Sen. Saxby Chambliss (R-GA) is resisting a subpoena in a civil case claiming the Speech or Debate Clause of the Constitution bars him from testifying [1]:
[Chambliss campaign spokeswoman Michelle Hitt] Grasso said Senate attorneys have told Chambliss he is immune from submitting to a deposition under the “speech or debate” clause of the Constitution, which shields members of Congress from testifying about legislative business in private lawsuits.
Lawyers would like to ask Sen. Chambliss about his communications with the Imperial Sugar Corporation and why he tried to dissuade plaintiffs from suing the company following a deadly explosion and fire at a Georgia refinery earlier this year.

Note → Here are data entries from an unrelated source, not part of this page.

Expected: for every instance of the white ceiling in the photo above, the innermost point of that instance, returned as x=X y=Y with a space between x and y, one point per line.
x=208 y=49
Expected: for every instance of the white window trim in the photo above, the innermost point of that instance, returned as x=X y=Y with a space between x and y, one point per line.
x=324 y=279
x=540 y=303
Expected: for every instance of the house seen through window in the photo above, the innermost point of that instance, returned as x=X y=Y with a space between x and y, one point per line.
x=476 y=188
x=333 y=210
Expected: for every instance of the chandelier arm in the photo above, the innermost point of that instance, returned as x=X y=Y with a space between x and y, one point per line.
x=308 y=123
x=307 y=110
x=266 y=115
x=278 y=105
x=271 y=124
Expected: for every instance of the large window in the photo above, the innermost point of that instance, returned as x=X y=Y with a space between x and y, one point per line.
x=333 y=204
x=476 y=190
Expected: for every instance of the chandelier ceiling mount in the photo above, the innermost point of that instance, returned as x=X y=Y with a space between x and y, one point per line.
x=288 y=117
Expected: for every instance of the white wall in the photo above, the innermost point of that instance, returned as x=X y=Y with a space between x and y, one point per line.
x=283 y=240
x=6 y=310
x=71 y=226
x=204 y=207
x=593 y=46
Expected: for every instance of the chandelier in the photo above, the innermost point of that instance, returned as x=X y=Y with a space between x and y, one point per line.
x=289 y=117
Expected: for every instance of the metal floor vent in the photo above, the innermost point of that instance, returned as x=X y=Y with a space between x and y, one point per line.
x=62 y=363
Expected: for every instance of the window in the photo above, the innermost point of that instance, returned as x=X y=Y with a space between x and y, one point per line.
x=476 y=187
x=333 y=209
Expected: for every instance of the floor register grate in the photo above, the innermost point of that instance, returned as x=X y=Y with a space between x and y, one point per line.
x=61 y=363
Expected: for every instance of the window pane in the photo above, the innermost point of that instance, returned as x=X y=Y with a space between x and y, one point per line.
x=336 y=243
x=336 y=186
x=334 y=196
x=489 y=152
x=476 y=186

While the Speech or Debate Clause provides Sen. Chambliss with immunity from questions about legislative activity such as the July hearing at which Imperial Sugar’s vice president for operations testified as well as any preparation for that hearing, the Clause does not protect the senator from having to answer questions about meetings with victims’ families.
CREW executive director Melanie Sloan stated it very clearly:
The Speech or Debate Clause does not give Sen. Chambliss blanket immunity from testifying in a civil case simply because he is a member of Congress. As an attorney, Sen. Chambliss should know this. Clearly, he needs to brush up on his constitutional law.
In no case has the Supreme Court ever held that all conduct merely relating the legislative process is protected by the Speech or Debate Clause.
In fact, the Supreme Court has held that members of Congress engage in many activities other than those that are purely legislative. Examples include constituent services, communications with other government agencies, assistance in securing government contracts and speeches delivered outside of Congress.